Evlâdınıza Merhamet Edin
Evlâdınıza Merhamet Edin
*
Evlâdınıza namazın önemini anlatın ve mutlaka namaz kıldırın. Namaz kılmasına
mani her şeyin, felaketine sebep olacağını bilmeli ve bildirmelisiniz. Onun
istikbalini garantiye almak, iyi bir Müslüman olması ile mümkündür. Diploma ile
istikbal garantiye alınmış olmaz. İyi bir Müslüman olduktan sonra diploma işe
yarar. O zaman, hem kendisine hem insanlara daha çok faydalı olur.
* Dünyada
saadet, ahirette Cennet, iki şeyle çok kolay olur: Biri, Allahü Teâlâ’nın bir
sevgili dostuna kavuşmak ve onun tarafından kabul edilmek. İkincisi ise doğru
kılınan namaz.
* Bir
büyüğü tanıyan zaten namaz kılar. Hem tanımak hem namaz kılmamak olmaz. Böyle
tanımak, tanımak değildir. Namazsız ahiret olmaz. Namazsız Allah'a kavuşulmaz,
namazsız hayat olmaz, namaz her şeyin başıdır. Namazları geciktirmeden kılın.
Severek kılın. Şartlarına uygun kılın, güzel numune olun. Çocuklarınıza yemek
yiyip içmekten önce, namazlarını vaktinde kılmalarını öğretin, emredin.
* Merhamet,
doktorun hastasına acıması gibidir. Hakiki merhametli doktor, hastasını
kurtarandır. Bir annenin, babanın şefkati de onun merhameti gibi olmalı. Namaz
kılmayan çocuğa acımamak, yardım etmemek, yani bu hastalığın çaresine bakmamak
hiç merhamet olur mu?
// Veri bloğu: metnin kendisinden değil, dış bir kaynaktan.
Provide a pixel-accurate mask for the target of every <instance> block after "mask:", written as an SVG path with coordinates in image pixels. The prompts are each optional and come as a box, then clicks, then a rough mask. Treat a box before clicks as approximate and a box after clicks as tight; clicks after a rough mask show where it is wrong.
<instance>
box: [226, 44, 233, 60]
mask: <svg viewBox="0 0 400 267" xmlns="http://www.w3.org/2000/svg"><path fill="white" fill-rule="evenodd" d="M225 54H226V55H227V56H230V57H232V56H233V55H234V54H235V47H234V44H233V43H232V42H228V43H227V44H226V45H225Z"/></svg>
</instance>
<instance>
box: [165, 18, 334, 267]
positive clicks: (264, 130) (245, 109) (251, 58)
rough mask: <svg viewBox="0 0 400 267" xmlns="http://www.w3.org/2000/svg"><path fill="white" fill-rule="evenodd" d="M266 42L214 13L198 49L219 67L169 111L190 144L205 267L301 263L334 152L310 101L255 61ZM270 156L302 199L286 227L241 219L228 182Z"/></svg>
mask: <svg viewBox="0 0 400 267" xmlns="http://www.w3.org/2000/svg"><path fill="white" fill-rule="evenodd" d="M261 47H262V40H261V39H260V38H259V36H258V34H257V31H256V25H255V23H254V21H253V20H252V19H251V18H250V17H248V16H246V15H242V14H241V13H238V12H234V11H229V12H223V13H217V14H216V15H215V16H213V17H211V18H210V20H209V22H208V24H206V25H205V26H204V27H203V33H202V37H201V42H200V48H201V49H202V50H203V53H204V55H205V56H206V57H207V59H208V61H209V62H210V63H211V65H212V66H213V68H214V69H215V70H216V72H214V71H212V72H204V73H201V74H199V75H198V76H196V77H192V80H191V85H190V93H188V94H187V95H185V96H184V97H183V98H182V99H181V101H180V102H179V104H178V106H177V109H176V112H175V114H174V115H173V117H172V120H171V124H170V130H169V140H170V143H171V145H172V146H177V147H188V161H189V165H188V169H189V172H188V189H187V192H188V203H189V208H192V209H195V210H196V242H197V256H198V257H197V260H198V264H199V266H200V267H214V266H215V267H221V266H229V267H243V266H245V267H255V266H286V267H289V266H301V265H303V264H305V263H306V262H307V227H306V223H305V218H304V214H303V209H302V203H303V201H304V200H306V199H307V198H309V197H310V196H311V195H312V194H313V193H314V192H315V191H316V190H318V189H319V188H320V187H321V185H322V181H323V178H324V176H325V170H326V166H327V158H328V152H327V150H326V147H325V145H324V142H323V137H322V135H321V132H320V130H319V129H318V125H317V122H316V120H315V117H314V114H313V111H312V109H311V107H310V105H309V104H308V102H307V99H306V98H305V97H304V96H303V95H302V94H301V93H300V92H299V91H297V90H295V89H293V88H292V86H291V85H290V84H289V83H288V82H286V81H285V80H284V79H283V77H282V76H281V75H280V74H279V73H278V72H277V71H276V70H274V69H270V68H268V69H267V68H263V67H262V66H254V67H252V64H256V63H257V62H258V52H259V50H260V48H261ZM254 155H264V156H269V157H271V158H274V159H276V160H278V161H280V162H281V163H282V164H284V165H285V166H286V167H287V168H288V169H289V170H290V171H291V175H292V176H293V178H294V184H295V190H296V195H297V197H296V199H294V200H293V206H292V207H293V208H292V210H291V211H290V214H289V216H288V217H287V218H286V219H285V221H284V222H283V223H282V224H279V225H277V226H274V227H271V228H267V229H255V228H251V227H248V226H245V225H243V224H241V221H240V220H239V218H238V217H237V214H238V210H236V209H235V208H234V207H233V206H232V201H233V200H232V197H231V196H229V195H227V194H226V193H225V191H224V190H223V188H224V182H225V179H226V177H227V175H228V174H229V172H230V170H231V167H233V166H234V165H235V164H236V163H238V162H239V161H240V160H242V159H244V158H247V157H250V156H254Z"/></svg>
Oradaki merhamet gibi görünen şey merhametsizliktir.
Çocukları perişan ediyorlar. (Ameliyata giden çocuğa annesi acıdığı için gizli
yemek yediriyor. Doktorlar, çocuğu ölümden zor döndürüyorlar.)
* Anne ve
baba, eğer evlâtlarına büyüklerin sevgisini, İslamiyetin sevgisini
veremiyorsa, onların en baş düşmanıdır. Nefsine düşkün anne ve baba, yani
çocuklarını nefsi için seven anne ve baba çocuklarının en büyük düşmanıdır.
*
Çocuklarınızı büyüklerin yanına götürün. Çocuklarınızı yanınızdan ayırmayın.
Çocuklarınızın hem abisi hem babası olun. Alıştırın, iyi yerlere götürmeye.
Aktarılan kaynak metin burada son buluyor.